In evaluating Plaintiffs’ ascertainability showing, the court explained that Plaintiffs proposed that putative class members identify the products they purchased by “photographic verification” and “through notice and by the requirement of sworn testimony that each class member purchased [the product at issue].” The court found this proposed method for ascertaining the identity of class members “problematic.” Aside from the fact that the honesty of self-identifying class members could not necessarily be verified, it might be impossible for even well-meaning plaintiffs to remember exactly which products they purchased over the several-year-long class period, and whether the labeling of those products contained the allegedly misleading statements. As ConAgra pointed out, it sold dozens of varieties of the same product, with different shapes, sizes, ingredients, and labeling over time. The court ultimately found that certification would be inappropriate where, as here, plaintiffs would not be able to accurately self-identify.
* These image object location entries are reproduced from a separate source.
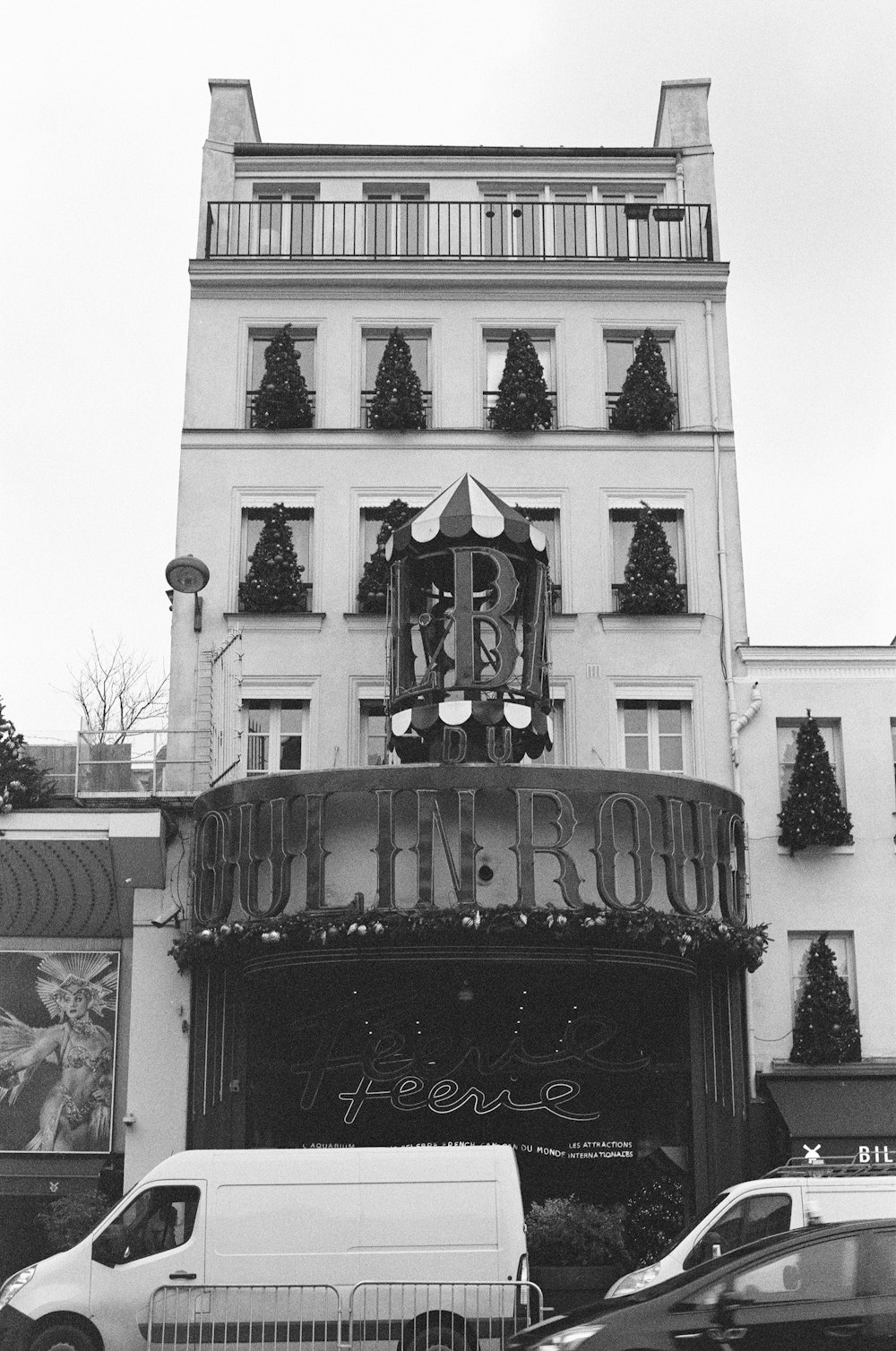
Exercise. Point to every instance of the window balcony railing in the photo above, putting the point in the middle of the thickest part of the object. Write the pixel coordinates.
(614, 399)
(305, 607)
(252, 395)
(489, 399)
(619, 588)
(146, 762)
(366, 399)
(515, 230)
As you can imagine, the plaintiffs appealed denial of class certification. And in late November, Public Citizen, Inc. and Center for Science in the Public Interest filed an Amicus Brief in Support of Appellants and Supporting Reversal. Their argument is essentially this:
“The tools for ascertaining class membership and distributing recoveries traditionally have been calibrated to the circumstances of each case. Even where class-member identification would be imperfect, the alternative chosen by the court below would make the class-action device effectively unavailable in a case where the value of each class member’s claim is small. Thus, under the district court’s view of ascertainability, the alternative to a modicum of rough justice would be no justice at all, because an economically rational individual would not bring an individual suit.”
Amici referenced Carrera, and argued that under the Third Circuit’s view of the ascertainability requirement, plaintiffs may no longer have meaningful access to the consumer class action mechanism. They argued that decisions like Carreraand Jones would make it impossible for many people injured by deceptive marketing or defective products to obtain relief and would also eliminate an effective deterrent of illegal conduct. While amici acknowledged that ascertainability serves to protect absent class members’ due process rights, they argued that plaintiffs receive sufficient notice, for instance, through “reasonably calculated” methods, such as first-class mailings to known class members, notification through third parties, public postings, or other advertisements. With respect to the concern that putative class members’ uncorroborated self-identification could harm defendants’ rights, amici argued that any concern regarding the accuracy of claims should be addressed not at the ascertainability stage, but at the remedy stage.
The Jones and Carrera decisions on one side, and the Jones amicus brief on the other, represent the divergent policy views on the ascertainability requirement. This requirement, far from being just a technical procedural issue, is shaping up to be determinative in class action policy. Where should the line be drawn? What is the proper balancing between defendants’ and plaintiffs’ rights? As more Circuit courts consider and define the contours of the ascertainability requirements for consumer class actions, defendants should continue to raise ascertainability challenges whenever possible. Doing so could help shape outcomes for their own clients and beyond.